Lo smog ci fa ammalare. Sotto accusa: i livelli di microparticolato Pm10 nell’aria. Principali fonti di queste micropolveri sono gli scarichi delle automobili, la fuliggine, la combustione del legno, le industrie, le attività agricole e zootecniche che le immettono nell’aria dove possono restare sospese. Una volta respirate, le polveri sottili scendono nei polmoni. Ma se fino adesso gli effetti nocivi a breve e lungo termine sulle salute sono stati analizzati per le malattie respiratorie, cardiopolmonari e cardiovascolari e l’indebolimento del sistema immunitario, un nuovo studio rivela una possibile connessione tra Parkinson.
La ricerca “Moli-sani”
La ricerca coordinata dall’Irccs Neuromed di Pozzilli, l’Università Lum di Casamassima (Bari), l’Università dell’Insubria (Varese) e la Sapienza è stata pubblicata sulla rivista Parkinson’s Disease. Si basa sull’analisi di un ampio campione della popolazione italiana, i partecipanti al progetto epidemiologico Moli-sani, che coinvolge 25 mila adulti residenti in Molise la cui salute viene monitorata da 20 anni. Di queste persone è stata valutata l’esposizione ad alcuni inquinanti ambientali, in particolare le cosiddette Pm10, particelle inferiori a 10 millesimi di millimetro presenti nell’aria che possono penetrare nelle vie respiratorie e venire assorbite dall’organismo. Partendo dai dati forniti dall’Agenzia Regionale per la Protezione Ambientale del Molise (ARPA Molise), provenienti da quattordici stazioni di monitoraggio, i ricercatori hanno ricostruito un quadro dettagliato dell’ambiente in cui ciascun partecipante ha vissuto nel corso degli anni, incrociando queste informazioni con le diagnosi di Parkinson.
L’esposizione al Pm10
“Abbiamo osservato – spiega il primo autore Alessandro Gialluisi dell’Università Lum di Casamassima – che un incremento dei livelli di Pm10 nell’aria si associa a un notevole aumento del rischio di sviluppare il Parkinson. Questa associazione appare indipendente da una serie di altri fattori di rischio che includono l’età, il sesso, altre patologie prevalenti e fattori occupazionali”. Il dato ottenuto attraverso lo studio di una popolazione italiana e con un lungo periodo di osservazione supporta l’ipotesi di un ruolo centrale delle polveri sottili nell’incrementare il rischio di malattia.

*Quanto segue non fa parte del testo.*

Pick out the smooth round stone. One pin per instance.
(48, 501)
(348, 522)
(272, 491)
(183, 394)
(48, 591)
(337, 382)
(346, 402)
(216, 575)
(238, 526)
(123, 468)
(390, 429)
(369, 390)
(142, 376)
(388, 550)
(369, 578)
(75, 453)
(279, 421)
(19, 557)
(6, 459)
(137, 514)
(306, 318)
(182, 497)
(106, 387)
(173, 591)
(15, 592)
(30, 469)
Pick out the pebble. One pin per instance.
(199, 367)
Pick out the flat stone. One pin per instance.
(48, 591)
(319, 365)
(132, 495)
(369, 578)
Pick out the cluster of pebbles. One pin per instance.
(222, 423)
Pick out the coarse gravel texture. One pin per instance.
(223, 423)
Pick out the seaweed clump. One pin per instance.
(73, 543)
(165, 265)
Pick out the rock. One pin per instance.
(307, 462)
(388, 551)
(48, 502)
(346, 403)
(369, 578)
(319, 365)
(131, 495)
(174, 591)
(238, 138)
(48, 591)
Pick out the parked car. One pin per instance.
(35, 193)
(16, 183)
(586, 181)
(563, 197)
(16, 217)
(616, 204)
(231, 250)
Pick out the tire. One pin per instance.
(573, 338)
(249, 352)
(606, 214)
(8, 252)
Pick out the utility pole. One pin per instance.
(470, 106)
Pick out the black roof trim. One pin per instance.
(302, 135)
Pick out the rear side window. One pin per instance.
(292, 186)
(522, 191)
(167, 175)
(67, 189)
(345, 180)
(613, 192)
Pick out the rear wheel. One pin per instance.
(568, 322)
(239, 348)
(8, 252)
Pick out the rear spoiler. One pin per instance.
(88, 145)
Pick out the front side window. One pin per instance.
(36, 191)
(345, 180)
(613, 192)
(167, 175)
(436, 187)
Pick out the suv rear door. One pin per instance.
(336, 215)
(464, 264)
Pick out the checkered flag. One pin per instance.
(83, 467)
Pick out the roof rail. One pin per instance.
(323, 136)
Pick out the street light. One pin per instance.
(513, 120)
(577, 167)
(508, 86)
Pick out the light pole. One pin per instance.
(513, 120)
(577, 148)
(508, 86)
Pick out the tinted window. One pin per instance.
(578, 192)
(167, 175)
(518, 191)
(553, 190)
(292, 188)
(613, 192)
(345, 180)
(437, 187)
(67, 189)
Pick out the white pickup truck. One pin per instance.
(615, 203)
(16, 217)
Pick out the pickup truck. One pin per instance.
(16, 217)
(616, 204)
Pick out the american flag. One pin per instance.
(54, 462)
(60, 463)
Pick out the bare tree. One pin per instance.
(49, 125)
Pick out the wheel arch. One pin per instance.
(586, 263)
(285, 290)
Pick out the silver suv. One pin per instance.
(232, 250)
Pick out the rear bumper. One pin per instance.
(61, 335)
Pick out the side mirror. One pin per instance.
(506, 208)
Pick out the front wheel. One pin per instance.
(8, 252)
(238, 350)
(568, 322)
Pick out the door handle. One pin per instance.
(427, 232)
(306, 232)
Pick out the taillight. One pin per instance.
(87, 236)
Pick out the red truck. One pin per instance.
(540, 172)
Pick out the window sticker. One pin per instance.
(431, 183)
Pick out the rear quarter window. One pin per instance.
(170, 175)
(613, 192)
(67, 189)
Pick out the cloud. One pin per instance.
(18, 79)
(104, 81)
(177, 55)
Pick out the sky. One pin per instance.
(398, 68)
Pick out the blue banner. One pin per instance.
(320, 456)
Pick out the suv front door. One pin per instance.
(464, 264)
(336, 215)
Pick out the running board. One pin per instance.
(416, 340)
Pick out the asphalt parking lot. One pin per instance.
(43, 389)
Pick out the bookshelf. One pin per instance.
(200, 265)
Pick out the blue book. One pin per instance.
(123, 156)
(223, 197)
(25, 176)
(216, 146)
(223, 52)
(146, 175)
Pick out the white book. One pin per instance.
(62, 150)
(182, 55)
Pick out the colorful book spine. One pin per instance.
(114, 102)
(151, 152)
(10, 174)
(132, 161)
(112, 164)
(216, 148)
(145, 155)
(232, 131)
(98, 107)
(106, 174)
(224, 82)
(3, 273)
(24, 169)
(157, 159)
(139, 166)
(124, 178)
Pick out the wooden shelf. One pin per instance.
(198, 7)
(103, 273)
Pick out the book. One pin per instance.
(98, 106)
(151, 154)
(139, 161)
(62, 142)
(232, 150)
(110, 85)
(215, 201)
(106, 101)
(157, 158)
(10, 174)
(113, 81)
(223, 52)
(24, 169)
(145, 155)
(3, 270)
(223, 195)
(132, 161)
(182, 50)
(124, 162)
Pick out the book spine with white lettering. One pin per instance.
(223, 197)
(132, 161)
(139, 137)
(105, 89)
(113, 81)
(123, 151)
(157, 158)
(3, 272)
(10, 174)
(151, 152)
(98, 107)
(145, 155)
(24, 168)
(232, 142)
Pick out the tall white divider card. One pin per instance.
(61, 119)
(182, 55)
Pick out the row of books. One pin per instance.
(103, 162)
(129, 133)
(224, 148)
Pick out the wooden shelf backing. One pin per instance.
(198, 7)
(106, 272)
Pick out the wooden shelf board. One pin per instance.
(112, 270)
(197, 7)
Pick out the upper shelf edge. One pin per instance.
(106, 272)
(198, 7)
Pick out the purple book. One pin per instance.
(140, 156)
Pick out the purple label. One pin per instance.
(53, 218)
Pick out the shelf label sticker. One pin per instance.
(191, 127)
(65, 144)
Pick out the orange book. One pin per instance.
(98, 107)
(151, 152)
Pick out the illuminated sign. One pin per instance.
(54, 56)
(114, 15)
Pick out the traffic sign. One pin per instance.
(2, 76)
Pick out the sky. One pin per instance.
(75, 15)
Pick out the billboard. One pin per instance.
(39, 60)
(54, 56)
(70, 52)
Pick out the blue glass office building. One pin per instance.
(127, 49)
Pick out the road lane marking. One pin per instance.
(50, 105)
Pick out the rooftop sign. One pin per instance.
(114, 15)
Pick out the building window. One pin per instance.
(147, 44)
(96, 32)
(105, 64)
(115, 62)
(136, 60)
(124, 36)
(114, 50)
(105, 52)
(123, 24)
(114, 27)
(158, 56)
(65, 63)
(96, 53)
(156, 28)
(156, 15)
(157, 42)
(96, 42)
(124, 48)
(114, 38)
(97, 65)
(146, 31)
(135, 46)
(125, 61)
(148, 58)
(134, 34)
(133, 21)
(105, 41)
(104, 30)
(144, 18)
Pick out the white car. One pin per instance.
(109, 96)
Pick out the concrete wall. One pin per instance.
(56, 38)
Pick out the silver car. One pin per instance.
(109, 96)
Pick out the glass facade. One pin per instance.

Una proteina, il possibile mediatore
“Un dettaglio interessante dello studio – prosegue Gialluisi – riguarda la lipoproteina(a), una molecola che ha un ruolo nel rischio cardiovascolare, che interagisce con l’alfa-sinucleina. Questa proteina è risultata, infatti, un possibile mediatore della relazione tra Pm10 e rischio di Parkinson, spiegandone una piccola, ma significativa parte. Naturalmente saranno necessari ulteriori studi per chiarire a fondo il suo ruolo”. Il lavoro scientifico si colloca in un ambito di ricerca più ampio che da alcuni anni studia i fattori di rischio per l’insorgenza di patologie neurologiche.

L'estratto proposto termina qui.